I'd like to use pumpkin puree to make some soap.
I'd also like it to smell like a traditional pumpkin pie/spice/type scent - with all natural. 

Is there a way to use the actual spices (cover, ginger, nutmeg, etc) instead of investing in all those essential oils to create the scent? 


When I use the pumpkin puree will the color hold up? 


Anyone have experience?


----------



## NostalgicGranny (Aug 22, 2007)

The color didn't hold up in mine it got darker and wound up looking like the pie and not the puree. I added regular pie spices and the scent did not hold up at all even though I do hot process (crock pot) and added after the cook. Which means the lye was done doing it's thing and did not effect the spices at all. 

If you are doing HP or Crockpot HP slightly warm your puree before putting it in to avoid having your batter get shocked by the puree. I dissolved my lye in 1/2 the amount of water called for and used the puree instead of the other half of the water after the batter had cooked. Because the scent did not hold up I rebatched it and added a spiced pumpkin fragrance oil that I bought from Bramble Berry Soap making supplies. 

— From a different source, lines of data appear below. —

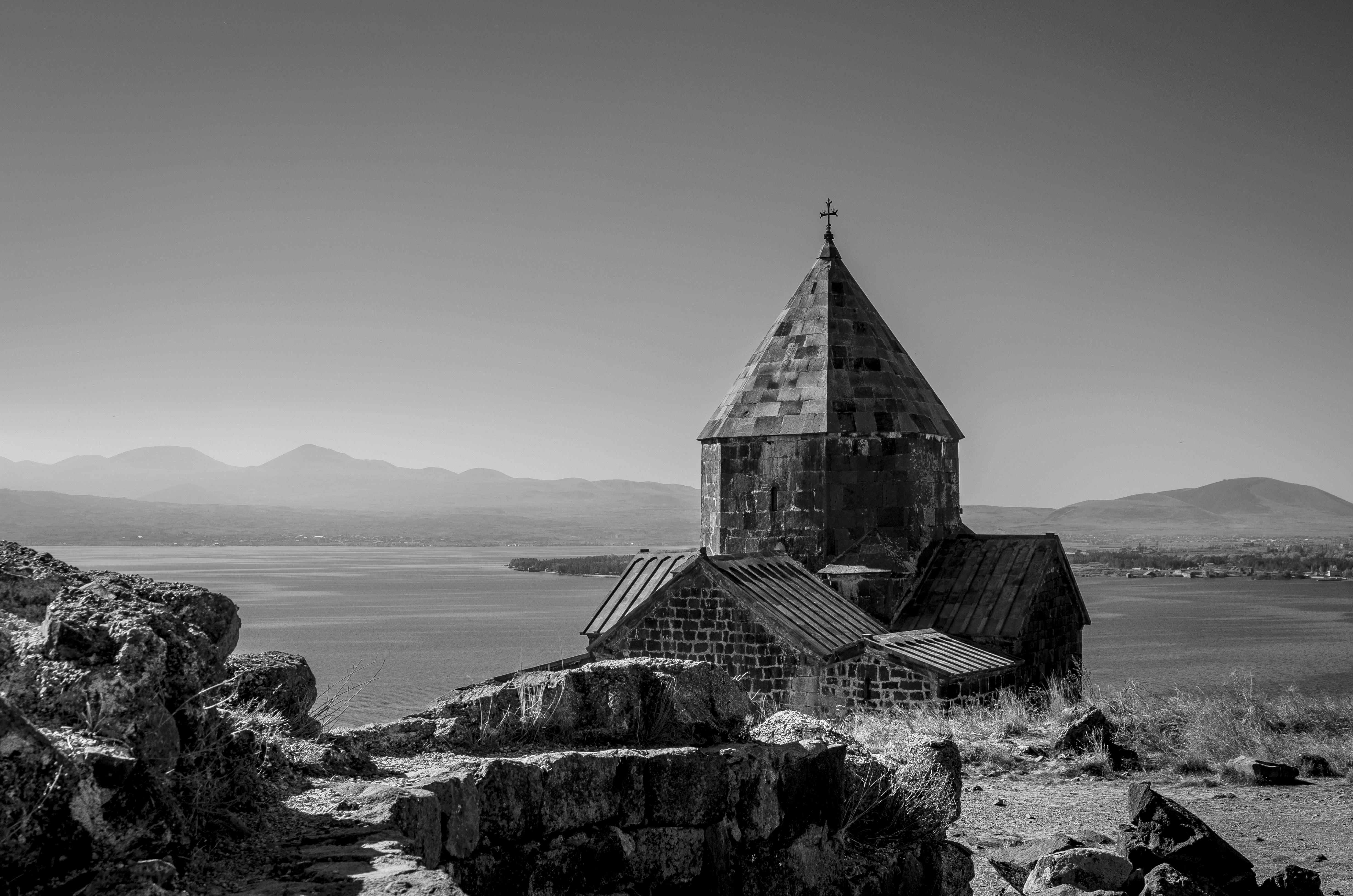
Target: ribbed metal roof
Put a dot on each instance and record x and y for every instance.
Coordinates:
(942, 653)
(642, 577)
(784, 589)
(984, 584)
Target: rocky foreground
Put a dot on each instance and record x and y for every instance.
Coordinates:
(142, 757)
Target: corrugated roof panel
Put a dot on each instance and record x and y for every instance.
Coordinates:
(819, 616)
(983, 584)
(942, 653)
(645, 576)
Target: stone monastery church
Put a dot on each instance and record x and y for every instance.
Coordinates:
(835, 569)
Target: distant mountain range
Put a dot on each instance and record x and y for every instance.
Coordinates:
(180, 496)
(1253, 505)
(183, 496)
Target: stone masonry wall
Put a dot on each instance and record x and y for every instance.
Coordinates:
(818, 495)
(743, 819)
(707, 625)
(1050, 643)
(873, 681)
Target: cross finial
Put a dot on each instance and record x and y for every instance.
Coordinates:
(829, 214)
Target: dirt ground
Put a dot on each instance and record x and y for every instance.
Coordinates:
(1307, 825)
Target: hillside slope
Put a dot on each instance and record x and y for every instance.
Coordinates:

I don't do CP right now and don't have much experience with that. Maybe a CP-er can chime in with how it is done in cp.


----------



## SeaGoat (Aug 17, 2012)

Thanks for your info! 
How did the spices look in the soap?


----------



## NostalgicGranny (Aug 22, 2007)

I saw a minimal amount of specks in the finished soap but I could 'feel' the spices which I wasn't expecting.


----------